Alejandro dropped his backpack on the bed and looked around. Once you got past the pink, it looked a lot like his sister's room. The bed was covered with a lacy pink bedspread. At least half of the bed was covered with little pink pillows and stuffed animals.
Alejandro opened the closet and peered inside. Only a few coats hung inside. Most of the closet was filled with boxes. They were all labeled "Photo Albums" and "Christmas Decorations." It looked like the Fletchers were using the space for storage. They hadn't bothered to make any room for Alejandro's clothes. Good thing I don't actually have any clothes right now, Alejandro thought. He shook his head as he slid the doors shut.
A chest of drawers with a mirror stood against one wall. Pictures were taped all over the mirror. Alejandro took a closer look. There was a picture of a smiling blonde girl wearing a prom dress. She was standing next to a tall guy with glasses. Someone had written "Katie and Ryan 4-EVER" on it.
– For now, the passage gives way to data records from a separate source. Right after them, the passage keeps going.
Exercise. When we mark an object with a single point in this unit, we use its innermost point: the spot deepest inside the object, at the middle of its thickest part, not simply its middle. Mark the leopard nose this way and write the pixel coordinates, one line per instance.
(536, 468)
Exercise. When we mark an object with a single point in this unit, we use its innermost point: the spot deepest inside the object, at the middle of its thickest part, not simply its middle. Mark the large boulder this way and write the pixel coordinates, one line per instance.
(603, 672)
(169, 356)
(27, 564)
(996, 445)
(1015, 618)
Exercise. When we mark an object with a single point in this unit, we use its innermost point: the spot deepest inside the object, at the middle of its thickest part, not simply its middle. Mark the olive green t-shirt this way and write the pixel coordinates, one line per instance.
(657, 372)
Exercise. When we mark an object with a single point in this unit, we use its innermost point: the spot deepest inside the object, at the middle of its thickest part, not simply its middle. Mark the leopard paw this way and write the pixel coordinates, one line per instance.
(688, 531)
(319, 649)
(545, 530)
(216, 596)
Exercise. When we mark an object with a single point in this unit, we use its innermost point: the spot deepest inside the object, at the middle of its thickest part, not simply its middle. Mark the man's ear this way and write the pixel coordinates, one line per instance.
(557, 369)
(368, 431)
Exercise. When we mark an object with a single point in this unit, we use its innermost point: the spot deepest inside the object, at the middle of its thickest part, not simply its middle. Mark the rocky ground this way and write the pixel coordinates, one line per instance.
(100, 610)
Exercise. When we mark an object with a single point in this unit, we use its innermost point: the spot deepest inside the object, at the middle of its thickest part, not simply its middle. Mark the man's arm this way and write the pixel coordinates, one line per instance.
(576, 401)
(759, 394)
On the opposite wall, Alejandro saw rows of shelves. They held a huge collection of glass globes filled with water. They were all different shapes and sizes. Each one held tiny objects inside. They were filled with little houses, people, teddy bears, and other things.
There were more globes sitting on top of the chest of drawers and the table beside the bed. Alejandro picked one up. Tiny bits of white swirled slowly around the scene inside the globe.
He remembered seeing one in a gift shop once. He had been on holiday in Vermont with his parents. It was a snow globe. The white bits were supposed to look like snow. He shook it, causing a small blizzard to spin inside the globe.
I guess I'll see real snow this year, he thought, watching the snowy flakes whirl around. Cool.
He suddenly thought of the reason he was in Port Catherine. On Monday he would be starting the new school year at Bayview High. New teachers, new friends, and a new soccer team. He wondered what it was going to be
like. There was nothing he liked better than a challenge.
Carefully, he put the globe back and got ready for bed. He took all the little pink pillows and stuffed toys off the bed. Where are these things supposed to go? he thought. He was too tired to think. He tossed them all on the floor next to the bed. A moment later, he collapsed on the bed. His last thought as he dropped off to sleep was, This bed is way too short for me. He fell asleep seconds later with his feet hanging off the end of the mattress.